Read The Uninvited Guests Online
Authors: Sadie Jones
Even Emerald and Patience had gasped at the disappearance of the cigarette case. John, Clovis and even Ernest laughed with disbelief and sudden innocence, and exchanged childlike, friendly looks.
Charlotte had girded herself once more.
‘Steady yourselves, children,’ she said coldly; ‘it’s in his sleeve.’
‘Oh, is it?’ said the gentleman with a smile, adding mysteriously, ‘You won’t stop me like that. And I felt sure I saw it …’ He stood up and reached behind the elaborate cushion of Charlotte’s hair. She shivered quickly, all down her body.

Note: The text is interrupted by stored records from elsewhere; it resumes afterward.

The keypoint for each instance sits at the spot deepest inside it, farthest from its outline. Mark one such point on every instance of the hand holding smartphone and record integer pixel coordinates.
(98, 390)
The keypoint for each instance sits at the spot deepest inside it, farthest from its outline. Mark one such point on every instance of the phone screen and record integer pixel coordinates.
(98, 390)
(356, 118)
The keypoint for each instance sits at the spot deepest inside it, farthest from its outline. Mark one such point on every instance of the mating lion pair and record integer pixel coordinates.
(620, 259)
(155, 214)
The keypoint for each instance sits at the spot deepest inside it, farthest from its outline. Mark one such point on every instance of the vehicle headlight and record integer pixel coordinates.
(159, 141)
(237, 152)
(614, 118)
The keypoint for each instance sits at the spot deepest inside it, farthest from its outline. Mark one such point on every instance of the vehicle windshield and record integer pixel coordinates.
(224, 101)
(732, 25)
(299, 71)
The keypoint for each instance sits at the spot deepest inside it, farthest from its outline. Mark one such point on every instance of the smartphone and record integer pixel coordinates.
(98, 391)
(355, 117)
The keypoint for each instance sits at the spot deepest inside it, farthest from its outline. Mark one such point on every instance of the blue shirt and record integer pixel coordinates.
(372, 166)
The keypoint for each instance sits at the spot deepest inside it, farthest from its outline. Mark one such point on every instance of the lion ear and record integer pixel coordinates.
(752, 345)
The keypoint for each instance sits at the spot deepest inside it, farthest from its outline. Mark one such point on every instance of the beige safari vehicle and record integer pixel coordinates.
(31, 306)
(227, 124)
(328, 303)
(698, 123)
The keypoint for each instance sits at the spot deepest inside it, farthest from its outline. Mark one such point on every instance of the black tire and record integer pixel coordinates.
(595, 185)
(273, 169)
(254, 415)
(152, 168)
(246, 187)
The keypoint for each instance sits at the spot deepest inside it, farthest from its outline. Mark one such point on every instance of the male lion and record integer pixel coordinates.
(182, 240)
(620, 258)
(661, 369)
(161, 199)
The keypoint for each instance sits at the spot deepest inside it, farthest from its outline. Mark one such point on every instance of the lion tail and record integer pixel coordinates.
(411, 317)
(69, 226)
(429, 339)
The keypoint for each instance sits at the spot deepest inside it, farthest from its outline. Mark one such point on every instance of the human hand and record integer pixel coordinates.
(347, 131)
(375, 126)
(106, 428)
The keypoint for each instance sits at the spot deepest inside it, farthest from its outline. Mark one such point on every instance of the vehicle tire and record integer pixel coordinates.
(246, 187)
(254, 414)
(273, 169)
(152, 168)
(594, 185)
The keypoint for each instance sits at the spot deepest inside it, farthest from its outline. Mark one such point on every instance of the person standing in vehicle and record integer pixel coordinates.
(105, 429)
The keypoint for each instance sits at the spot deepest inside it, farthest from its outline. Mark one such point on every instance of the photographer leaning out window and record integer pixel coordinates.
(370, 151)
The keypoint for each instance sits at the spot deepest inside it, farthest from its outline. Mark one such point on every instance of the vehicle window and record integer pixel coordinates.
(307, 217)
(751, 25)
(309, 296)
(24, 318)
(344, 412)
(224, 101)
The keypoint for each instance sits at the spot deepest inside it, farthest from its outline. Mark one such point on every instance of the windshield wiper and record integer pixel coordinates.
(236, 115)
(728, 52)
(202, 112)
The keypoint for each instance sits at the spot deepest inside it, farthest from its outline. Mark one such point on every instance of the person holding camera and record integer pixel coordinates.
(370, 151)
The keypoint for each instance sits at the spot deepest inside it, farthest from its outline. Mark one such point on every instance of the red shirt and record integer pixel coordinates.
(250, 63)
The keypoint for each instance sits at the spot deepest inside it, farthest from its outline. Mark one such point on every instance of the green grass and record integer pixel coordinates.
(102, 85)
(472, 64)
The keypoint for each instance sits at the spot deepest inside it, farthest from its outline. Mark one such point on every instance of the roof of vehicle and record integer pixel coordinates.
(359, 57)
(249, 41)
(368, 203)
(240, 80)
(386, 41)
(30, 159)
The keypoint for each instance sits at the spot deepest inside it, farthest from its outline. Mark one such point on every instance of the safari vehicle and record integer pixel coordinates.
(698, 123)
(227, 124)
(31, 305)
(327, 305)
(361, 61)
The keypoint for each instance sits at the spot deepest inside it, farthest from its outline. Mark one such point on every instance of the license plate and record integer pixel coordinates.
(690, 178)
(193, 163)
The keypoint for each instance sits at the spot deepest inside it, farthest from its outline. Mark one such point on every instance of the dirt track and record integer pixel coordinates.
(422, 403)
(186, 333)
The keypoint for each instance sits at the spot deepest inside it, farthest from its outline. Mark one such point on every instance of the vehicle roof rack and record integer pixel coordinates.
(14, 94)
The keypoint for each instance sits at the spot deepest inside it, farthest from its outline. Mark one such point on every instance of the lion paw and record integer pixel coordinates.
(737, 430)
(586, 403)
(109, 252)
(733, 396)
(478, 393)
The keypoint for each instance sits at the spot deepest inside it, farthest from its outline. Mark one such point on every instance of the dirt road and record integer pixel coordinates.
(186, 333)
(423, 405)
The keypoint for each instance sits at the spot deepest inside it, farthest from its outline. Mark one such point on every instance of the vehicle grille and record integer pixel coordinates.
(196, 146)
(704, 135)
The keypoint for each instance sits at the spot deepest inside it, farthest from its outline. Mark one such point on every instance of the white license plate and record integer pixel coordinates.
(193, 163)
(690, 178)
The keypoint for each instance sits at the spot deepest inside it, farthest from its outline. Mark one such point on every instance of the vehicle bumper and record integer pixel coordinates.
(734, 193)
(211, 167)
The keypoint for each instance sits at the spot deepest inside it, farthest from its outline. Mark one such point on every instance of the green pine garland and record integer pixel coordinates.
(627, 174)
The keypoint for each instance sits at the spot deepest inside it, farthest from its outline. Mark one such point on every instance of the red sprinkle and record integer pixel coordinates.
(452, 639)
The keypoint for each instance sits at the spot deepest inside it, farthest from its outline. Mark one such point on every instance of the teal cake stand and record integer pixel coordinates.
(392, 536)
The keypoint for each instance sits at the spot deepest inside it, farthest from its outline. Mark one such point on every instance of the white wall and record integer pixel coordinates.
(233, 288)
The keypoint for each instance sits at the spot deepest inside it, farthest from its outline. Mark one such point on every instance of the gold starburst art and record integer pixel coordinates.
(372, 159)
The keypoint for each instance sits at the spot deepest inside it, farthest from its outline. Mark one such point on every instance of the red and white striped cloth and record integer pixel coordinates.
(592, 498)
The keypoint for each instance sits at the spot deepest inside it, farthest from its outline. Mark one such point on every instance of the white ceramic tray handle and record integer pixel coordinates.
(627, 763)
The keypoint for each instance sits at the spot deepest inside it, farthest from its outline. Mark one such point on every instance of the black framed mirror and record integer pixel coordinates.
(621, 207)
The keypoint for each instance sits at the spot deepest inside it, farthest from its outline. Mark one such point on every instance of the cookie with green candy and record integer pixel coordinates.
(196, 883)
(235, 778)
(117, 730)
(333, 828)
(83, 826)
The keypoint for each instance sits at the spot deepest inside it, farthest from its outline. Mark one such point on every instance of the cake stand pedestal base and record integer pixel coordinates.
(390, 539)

‘Here!’ And with a flash he produced the case again, glinting in the candlelight.
Patience clapped her hands together.
‘Oh, do it again! I love tricks!’ she said. She had altogether forgotten her discomfort of only moments before, she was so utterly delighted with him now.
Traversham-Beechers looked at Charlotte again. ‘Anything for my hostess,’ he said, ‘who has so very kindly let us
all
in.’
As he said it, they heard a rising whisper, a gentle cry from the abandoned passengers in the study, as if they were a nighttime forest with the wind passing through it. Everyone at the table paused to listen, recalling with distaste that they had eaten their fish course, while the unfortunate passengers were entirely unattended to. Smudge alone didn’t notice the sound, the child had the kitten pressed to her ear and, in her innocence, could hear only its purrs.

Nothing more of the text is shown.